Ama "yakında" düşündüğümden daha hızlı geldi. Kapı birden açıldı ve Taylor bileğinden tuttuğu nefes kesici güzellikteki bir kadınla birlikte içeri girdi.
Ben kapının sağ tarafındaydım, onlarsa beni fark etmeden sol tarafa doğru yöneldiler.
"İçeri gel,” dedi Taylor.
"Sessiz ol!" diye cevapladı kadın.
Kapıyı kapattılar. "Yavaş ol, birisi duyacak!" dedi kadın kapının arkasında.
"Konuşmayı kes,” dedi Taylor ve konuşma orada kesildi.
İçeriden homurdanmalar ve yere atılan kıyafetlerin sesi gelmeye başladı.
Bu röportajdan da fazlası. ~
Gala salonuna açılan kapıya yakındım ama eğer kapıyı açarsam Taylor ışığın farkına varabilirdi.
Zaten benden hiç hoşlanmamıştı, bir de bu durumda yakalanmak istemiyordum.
Kapıya doğru yöneldim, bu da beni onların bulundukları odadaki pencereye yaklaştırdı.
Yaklaştıkça, pencerenin önüne geldim.
Ve pencereden Taylor Price'ı gördüm, kadının üstündeydi. Tutkuyla öpüşüyorlardı. Adeta şehvetle yanıyorlardı. Hareketlerinde hayvani bir tuttu vardı.
Kapı koluna uzandım, lobide mahsur kalıp olanlara daha fazla şahit olmaktan çekiniyordum.
Duvarın titrediğini hissettim, merakla, bakmak için başımı çevirdim.
Taylor kadını yüzüstü masaya yatırmış ve gri elbisesini çıkarmaya çalışıyordu. Sonra kadının iç çamaşırını en son da kendininkini hızlıca çıkardı ve kadının içine girdi.
Şok içindeydim.
Taylor’ın hareketleri hızlandıkça kadın masaya tutunarak dengesini bulmaya çalışıyordu.
"Geri dönmek zorundaydın, değil mi? Dayanamadın."
"Taylor!" diye inledi kadın ve kendini ona doğru ittirdi. "Daha sert. Daha sert!"
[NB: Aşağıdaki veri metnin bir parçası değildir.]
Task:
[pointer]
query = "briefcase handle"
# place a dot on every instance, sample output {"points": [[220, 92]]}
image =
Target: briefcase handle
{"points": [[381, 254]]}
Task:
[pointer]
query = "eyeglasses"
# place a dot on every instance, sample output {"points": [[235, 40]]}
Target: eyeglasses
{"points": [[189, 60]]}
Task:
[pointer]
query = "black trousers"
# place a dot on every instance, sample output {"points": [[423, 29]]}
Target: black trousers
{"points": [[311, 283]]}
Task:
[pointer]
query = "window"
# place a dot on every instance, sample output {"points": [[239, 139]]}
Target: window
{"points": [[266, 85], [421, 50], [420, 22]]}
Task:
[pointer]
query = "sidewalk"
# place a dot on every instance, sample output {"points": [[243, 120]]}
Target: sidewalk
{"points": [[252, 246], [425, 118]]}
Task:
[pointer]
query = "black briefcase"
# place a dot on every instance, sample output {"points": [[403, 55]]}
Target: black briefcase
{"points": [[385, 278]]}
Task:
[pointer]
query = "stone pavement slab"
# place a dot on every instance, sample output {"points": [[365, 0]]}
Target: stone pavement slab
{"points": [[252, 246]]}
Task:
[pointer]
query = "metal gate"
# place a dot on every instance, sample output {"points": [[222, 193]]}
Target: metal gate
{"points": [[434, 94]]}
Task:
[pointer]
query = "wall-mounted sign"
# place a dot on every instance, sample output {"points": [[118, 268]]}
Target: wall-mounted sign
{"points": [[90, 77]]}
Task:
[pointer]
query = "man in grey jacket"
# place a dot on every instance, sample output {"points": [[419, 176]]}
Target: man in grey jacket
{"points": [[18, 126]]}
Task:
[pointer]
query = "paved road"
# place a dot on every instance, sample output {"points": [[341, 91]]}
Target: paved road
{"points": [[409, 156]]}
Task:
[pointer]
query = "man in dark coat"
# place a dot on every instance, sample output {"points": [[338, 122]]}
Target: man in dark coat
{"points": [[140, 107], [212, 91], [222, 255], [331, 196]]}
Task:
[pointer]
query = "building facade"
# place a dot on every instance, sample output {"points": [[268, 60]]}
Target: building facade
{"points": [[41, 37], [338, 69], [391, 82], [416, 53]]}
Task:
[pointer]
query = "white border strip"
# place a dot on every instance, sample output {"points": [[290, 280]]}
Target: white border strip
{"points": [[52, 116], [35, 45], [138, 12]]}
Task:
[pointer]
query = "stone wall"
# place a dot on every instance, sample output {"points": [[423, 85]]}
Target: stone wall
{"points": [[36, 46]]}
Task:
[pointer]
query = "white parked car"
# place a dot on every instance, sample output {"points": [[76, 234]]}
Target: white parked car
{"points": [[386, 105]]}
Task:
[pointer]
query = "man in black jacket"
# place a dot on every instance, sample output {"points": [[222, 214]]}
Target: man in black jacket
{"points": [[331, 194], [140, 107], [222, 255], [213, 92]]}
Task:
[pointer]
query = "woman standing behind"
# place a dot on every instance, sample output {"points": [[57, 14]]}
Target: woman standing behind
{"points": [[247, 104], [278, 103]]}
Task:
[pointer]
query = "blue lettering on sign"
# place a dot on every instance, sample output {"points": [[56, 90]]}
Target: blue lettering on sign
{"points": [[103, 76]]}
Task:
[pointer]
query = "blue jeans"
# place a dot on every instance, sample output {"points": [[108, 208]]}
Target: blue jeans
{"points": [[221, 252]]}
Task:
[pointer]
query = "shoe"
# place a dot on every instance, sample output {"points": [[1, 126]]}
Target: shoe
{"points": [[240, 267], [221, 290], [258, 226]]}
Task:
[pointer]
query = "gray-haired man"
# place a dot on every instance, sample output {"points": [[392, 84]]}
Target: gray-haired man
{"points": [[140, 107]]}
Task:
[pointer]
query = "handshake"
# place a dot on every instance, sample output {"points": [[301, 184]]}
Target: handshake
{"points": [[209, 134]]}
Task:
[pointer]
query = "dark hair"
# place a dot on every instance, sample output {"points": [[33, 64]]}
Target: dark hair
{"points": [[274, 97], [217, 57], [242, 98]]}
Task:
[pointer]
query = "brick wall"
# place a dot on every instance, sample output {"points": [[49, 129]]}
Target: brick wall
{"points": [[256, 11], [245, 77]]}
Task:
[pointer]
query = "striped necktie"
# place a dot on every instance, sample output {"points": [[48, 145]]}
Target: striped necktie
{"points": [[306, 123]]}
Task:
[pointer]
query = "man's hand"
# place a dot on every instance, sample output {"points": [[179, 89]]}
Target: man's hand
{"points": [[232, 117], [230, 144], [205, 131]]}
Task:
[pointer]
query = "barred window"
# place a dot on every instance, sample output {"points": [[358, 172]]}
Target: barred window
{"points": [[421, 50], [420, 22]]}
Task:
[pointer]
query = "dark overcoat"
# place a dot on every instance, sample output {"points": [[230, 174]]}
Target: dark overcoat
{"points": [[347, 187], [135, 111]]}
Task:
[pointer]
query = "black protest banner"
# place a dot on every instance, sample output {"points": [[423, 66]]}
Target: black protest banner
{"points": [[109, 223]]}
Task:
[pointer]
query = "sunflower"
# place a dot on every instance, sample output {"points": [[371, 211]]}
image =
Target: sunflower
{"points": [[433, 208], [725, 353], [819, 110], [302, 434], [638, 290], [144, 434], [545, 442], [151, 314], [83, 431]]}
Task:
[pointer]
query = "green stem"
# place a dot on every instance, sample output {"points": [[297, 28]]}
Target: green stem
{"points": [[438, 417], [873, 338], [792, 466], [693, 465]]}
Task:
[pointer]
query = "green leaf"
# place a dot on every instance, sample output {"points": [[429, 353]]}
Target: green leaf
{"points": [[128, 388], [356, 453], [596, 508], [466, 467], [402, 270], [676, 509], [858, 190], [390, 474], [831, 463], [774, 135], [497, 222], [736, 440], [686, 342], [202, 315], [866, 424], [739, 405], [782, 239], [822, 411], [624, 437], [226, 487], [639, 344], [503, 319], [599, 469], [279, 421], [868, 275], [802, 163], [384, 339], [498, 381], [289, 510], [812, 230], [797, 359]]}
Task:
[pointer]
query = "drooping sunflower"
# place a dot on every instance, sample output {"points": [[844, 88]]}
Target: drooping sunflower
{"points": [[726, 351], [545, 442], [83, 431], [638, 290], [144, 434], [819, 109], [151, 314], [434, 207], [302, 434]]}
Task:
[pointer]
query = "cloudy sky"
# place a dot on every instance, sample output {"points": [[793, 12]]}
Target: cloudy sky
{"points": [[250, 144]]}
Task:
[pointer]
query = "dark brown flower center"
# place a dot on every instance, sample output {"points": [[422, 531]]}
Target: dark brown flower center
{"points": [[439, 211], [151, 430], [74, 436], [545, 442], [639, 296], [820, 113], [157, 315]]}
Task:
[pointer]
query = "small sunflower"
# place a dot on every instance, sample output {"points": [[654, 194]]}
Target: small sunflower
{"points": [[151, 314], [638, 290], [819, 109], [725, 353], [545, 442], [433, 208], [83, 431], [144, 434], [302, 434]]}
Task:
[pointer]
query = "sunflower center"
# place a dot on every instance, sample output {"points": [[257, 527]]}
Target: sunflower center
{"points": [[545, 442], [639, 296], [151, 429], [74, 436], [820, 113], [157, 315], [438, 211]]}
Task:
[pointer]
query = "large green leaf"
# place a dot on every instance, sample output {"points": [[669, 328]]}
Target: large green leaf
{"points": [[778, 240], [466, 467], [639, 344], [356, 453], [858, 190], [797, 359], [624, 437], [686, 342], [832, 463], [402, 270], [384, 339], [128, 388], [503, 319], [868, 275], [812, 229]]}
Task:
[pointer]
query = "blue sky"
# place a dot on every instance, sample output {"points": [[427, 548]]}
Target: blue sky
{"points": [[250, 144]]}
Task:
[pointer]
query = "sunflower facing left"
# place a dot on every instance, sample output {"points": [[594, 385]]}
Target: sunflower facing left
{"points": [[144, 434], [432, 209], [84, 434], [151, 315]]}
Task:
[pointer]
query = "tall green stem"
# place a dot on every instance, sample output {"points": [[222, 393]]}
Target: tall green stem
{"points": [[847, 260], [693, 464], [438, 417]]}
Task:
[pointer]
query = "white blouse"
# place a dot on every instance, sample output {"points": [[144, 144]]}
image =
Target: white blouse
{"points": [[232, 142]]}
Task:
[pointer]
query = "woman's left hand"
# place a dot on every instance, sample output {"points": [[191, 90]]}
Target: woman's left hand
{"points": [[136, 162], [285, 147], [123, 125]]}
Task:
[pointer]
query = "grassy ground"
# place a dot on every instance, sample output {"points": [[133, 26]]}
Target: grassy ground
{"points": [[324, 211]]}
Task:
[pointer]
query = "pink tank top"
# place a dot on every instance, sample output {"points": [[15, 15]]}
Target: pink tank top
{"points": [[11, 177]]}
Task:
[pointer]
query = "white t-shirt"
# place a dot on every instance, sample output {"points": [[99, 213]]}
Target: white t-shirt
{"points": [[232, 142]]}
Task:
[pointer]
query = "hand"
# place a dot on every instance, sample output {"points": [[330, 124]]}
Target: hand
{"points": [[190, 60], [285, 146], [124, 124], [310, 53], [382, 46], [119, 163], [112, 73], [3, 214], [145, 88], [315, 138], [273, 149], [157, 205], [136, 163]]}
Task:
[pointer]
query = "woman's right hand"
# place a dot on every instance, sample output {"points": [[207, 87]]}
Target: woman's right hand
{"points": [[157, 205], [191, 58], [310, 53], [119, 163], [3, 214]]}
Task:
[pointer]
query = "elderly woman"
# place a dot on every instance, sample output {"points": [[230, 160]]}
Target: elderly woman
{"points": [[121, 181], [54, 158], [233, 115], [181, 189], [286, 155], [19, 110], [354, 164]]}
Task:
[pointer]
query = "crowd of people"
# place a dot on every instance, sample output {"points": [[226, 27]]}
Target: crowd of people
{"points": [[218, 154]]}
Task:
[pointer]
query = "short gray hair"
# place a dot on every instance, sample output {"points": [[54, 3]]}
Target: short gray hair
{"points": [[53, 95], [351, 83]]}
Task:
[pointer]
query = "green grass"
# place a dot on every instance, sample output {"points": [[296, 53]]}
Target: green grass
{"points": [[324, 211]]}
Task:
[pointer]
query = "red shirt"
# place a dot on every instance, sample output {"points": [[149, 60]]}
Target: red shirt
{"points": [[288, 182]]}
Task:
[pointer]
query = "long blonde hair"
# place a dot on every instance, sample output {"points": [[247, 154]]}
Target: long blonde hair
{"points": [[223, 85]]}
Taylor’ın her hareketinde masa tekrar tekrar sallanıyordu. Kaçmak için en iyi zamanın şu an olduğuna karar verdim.
Ben daha kapı koluna ulaşamadan içeriden başka sesler gelmeye başladı: sanki boğulan birinin sesleriydi.
Baktığımda Price'ın ellerini kadının boğazında gördüm, onu boğuyordu.
Price yüklendikçe kadının gözleri yuvalarında fır fır dönüyordu.
Kadın coşku ya da acı içindeydi, anlayamıyordum.
Price bir anlığına ellerini çekince kadının nefes alışı düzeldi ve gözleri kapıya doğru yöneldi.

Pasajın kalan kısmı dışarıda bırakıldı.